Not at the beach, but in Jacksonville.

----------


## Jericho117

Oh, I bet it's burning up over there. If it's 95 in CT, man I remember heat waves in FL, wasn't allowed outside. But I miss the jungle-like terrain there, edible plants everywhere, lizards, snakes, and when I move im moving to Virginia, mid-atlantic territory.

----------


## Omid

I've never eaten snake but I've eaten worse.

Oh an if I were you I wouldn't go killin every snake I see. They'll keep your rat populations low.

----------


## Rick

Worse is pretty good smoked or grilled. Don't let it get cold though.
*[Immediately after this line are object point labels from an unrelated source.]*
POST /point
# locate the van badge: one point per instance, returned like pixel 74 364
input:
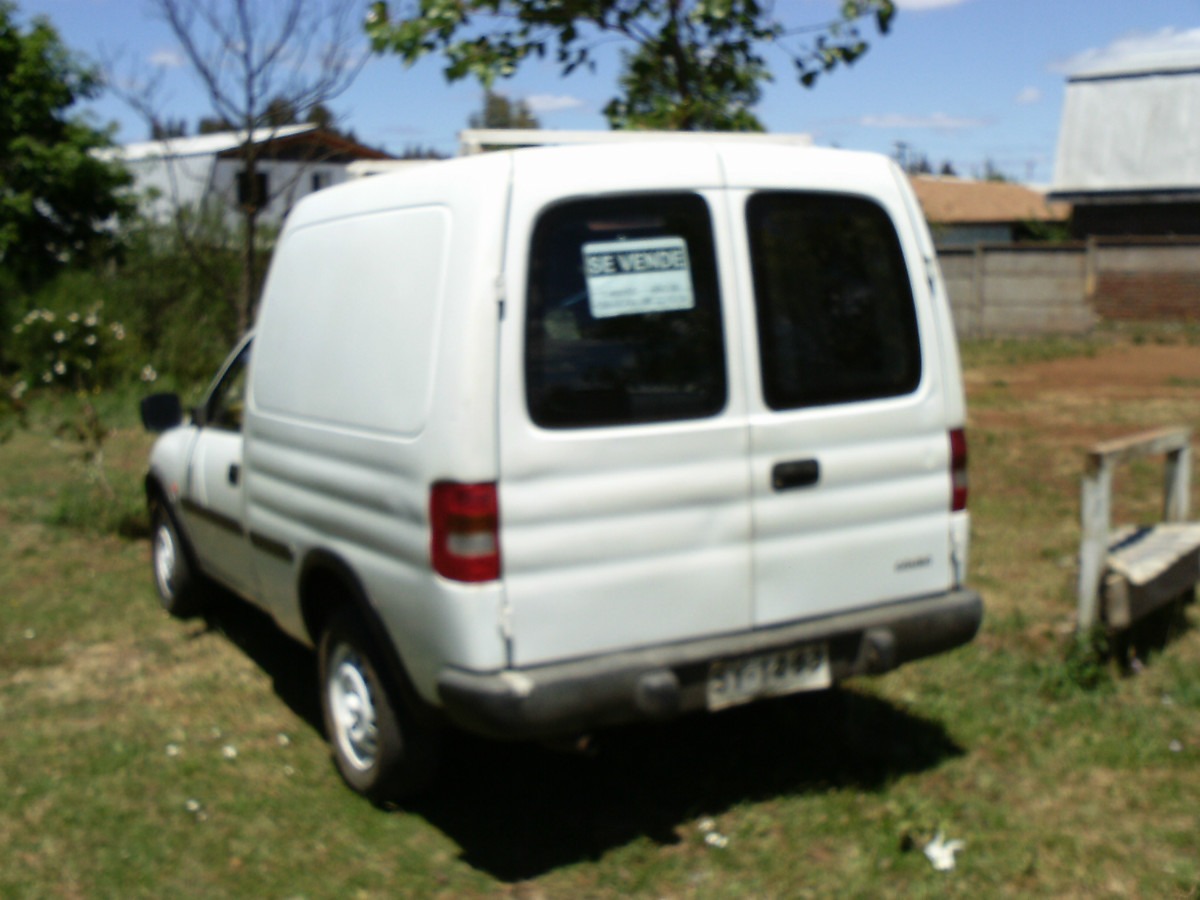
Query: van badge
pixel 905 565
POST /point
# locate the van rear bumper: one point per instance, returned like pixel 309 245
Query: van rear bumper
pixel 660 682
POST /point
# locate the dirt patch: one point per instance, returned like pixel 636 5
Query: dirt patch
pixel 1114 371
pixel 1080 400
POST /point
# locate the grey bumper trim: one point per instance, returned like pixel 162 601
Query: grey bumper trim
pixel 660 682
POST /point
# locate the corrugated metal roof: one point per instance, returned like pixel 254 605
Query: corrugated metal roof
pixel 1132 126
pixel 208 144
pixel 954 201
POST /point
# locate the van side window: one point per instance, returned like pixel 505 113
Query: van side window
pixel 227 402
pixel 834 303
pixel 624 321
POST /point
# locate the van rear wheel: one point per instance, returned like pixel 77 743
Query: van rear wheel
pixel 381 749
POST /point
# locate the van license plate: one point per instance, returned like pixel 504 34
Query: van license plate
pixel 768 675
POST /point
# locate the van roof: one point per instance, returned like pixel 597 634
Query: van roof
pixel 594 168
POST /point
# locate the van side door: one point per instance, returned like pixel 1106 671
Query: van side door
pixel 214 502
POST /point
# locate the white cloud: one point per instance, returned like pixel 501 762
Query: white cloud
pixel 1164 46
pixel 922 5
pixel 935 121
pixel 552 102
pixel 166 59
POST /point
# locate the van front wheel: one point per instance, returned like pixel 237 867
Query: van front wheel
pixel 180 588
pixel 379 749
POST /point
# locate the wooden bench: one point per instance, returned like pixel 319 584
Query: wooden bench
pixel 1127 574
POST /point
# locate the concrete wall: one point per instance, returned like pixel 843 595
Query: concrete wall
pixel 1030 289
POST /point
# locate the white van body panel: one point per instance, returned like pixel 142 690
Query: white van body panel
pixel 343 444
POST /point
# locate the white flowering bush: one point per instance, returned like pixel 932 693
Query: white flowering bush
pixel 81 352
pixel 71 357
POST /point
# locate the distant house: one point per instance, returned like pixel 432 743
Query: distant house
pixel 964 213
pixel 292 161
pixel 1129 147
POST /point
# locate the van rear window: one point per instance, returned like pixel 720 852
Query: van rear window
pixel 623 316
pixel 834 303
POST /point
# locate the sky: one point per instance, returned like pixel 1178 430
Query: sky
pixel 971 83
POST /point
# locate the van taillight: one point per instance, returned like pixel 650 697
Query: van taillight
pixel 958 471
pixel 466 527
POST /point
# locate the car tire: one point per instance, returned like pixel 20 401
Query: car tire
pixel 180 587
pixel 382 749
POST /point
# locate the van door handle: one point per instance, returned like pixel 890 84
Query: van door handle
pixel 797 473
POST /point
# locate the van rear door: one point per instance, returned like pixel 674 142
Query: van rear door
pixel 624 448
pixel 850 485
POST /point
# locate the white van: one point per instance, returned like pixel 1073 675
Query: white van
pixel 544 441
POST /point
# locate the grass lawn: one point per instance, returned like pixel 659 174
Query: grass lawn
pixel 141 756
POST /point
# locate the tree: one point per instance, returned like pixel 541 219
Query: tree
pixel 57 191
pixel 499 112
pixel 261 63
pixel 694 64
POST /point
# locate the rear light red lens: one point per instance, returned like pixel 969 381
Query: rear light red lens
pixel 466 531
pixel 958 471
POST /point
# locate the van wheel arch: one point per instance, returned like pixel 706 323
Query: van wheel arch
pixel 181 586
pixel 363 678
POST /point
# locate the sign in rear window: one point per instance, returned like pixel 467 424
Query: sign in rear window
pixel 639 276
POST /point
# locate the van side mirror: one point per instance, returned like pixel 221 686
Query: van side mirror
pixel 161 412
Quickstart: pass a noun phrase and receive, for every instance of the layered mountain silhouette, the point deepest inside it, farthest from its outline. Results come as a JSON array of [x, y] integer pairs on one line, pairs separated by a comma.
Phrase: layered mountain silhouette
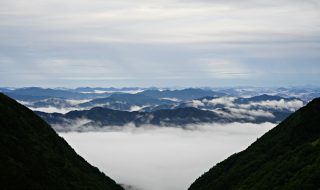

It gets chewy.

----------


## dragonjimm

gator tail and crawfish et tu fe  over hot corn bread is  mighty fine eating  so were the bear and buffalo steaks i put on the company tab. ostrich is ok  ljust dont plan on deep frying the whole thing :Wink:   havent had emu yet and that alpaca was as close to the grill as it gets to not have made it  :Big Grin: 
goats okay taste like german shepherd


i lived in Bush La (not joking :Stick Out Tongue: ) while i worked on a gaylord paper mill. 
me and the  roomies would stop on the way home and get some goat bbq from a little family joint. they had a good business till the local sheriff rolls up too early one morning and catches em with a german shepherd strung up.  :EEK!: 
so goat... taste like german shepherd

----------


## Rick

We had a deal like that back home. In the 80's I guess. Chinese restaurant starts up, cats start missing. Wasn't open long.

----------


## crashdive123

When I was living in Hawaii there were certain neighborhoods where you would not see a dog - ever.  Outside those neighborhoods - people that had multiple dogs were referred to as ranchers.

----------


## Rick

Amazing societal views on food, huh? All that beef walking around India.

----------


## Beo

Ist off the best kinda snake is the one that doesn't bite you, even non-posionous snake bites hurt. 2nd the best kinda snake is the one on my plate, snake is great food and really good for ya. Although I have only had rattle snake and black snake.
And Rick don't eat that cow it could be your great great grand papy :Big Grin:

----------


## Gray Wolf

> We had a deal like that back home. In the 80's I guess. Chinese restaurant starts up, cats start missing. Wasn't open long.


Rick those cat ribs were pretty tasty!!!

----------